They help us disembark and unload the zodiac and then take off to do their research. The day is warm and after a little exertion everyone begins to shed layers, some down to shirt sleeves. It is a perfect, windless, warm and sunny day.
Penguins are scattered across the island, some on the high cliffs, others near the sea. The ones swimming look like white darts zig-zagging through the water. Several pairs surround the refugio (emergency shelter/supply hut) built by the Argentines and currently occupied by the Russians. The team we are "putting in" we live in tents less than a quarter of a mile from the coast. The island is small, less than a mile wide. We watch the penguins, and they watch us. They are curious, cute, and amusing creatures.

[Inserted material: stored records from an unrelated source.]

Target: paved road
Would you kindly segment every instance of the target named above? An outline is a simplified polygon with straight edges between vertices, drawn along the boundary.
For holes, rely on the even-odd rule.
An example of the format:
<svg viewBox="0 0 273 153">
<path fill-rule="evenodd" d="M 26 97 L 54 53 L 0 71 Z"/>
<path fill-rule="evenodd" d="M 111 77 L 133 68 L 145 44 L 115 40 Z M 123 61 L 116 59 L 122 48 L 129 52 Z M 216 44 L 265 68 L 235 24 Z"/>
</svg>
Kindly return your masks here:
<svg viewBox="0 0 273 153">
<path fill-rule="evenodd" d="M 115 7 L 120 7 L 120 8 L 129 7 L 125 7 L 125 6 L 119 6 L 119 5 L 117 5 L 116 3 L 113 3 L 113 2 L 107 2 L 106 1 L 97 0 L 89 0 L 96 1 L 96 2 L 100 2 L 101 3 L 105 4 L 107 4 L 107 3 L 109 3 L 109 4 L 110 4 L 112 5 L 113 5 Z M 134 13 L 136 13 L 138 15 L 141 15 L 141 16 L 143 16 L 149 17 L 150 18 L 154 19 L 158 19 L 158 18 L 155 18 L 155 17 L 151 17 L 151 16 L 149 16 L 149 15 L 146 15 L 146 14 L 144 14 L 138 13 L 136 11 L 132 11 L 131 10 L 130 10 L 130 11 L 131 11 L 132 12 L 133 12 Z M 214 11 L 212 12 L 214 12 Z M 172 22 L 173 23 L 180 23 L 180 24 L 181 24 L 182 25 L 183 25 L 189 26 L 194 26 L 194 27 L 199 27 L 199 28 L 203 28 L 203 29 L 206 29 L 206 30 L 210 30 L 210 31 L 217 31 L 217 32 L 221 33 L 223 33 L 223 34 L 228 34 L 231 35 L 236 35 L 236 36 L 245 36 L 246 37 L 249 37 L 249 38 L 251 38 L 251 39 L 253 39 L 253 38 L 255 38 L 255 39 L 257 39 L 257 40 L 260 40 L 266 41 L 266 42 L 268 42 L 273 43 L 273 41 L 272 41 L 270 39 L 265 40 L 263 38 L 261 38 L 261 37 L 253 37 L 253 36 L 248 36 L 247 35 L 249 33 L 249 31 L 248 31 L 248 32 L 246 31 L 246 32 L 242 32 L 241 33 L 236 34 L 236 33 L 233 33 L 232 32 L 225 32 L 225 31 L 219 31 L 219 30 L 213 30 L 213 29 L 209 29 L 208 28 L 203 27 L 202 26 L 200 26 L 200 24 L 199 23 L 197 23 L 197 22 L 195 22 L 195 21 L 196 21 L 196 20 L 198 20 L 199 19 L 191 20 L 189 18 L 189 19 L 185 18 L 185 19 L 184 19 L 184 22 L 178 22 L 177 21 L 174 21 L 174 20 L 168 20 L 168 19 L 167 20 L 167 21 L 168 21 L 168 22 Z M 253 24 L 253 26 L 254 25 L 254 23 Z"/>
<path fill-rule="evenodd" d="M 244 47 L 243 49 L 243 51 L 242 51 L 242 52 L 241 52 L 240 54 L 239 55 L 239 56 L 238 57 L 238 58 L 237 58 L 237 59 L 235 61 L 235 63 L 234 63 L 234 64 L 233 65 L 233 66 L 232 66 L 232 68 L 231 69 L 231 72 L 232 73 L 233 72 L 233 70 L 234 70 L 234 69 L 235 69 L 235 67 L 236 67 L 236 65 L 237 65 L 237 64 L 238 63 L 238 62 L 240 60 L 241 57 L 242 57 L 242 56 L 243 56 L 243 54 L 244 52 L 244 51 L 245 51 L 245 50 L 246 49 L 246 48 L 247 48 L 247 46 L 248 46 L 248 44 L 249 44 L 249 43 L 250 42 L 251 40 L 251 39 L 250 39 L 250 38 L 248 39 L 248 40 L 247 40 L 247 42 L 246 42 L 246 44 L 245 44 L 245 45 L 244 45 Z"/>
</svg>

The camp is nearest a colony of gentoos and at the end of the day we hike up the hill to take a look at the adelies. As the climate becomes warmer, the adelies struggle but the gentoos, better adapted to warmer climes, are expanding their range to locations farther south than they have been seen before. We also see some blue-eyed shags. They remind me of trim, alert penguins. They build their nests from sea grass on the edges of the cliffs right among the penguin colonies.
We go back to the ship tired, hungry, and sunburned.
10 November
Arrived Palmer Station and have been learning our way around as well as basic safety. Tonight some of my shipmates and I are planning to walk up the glacier.
I hope this catches you up a bit with our adventures.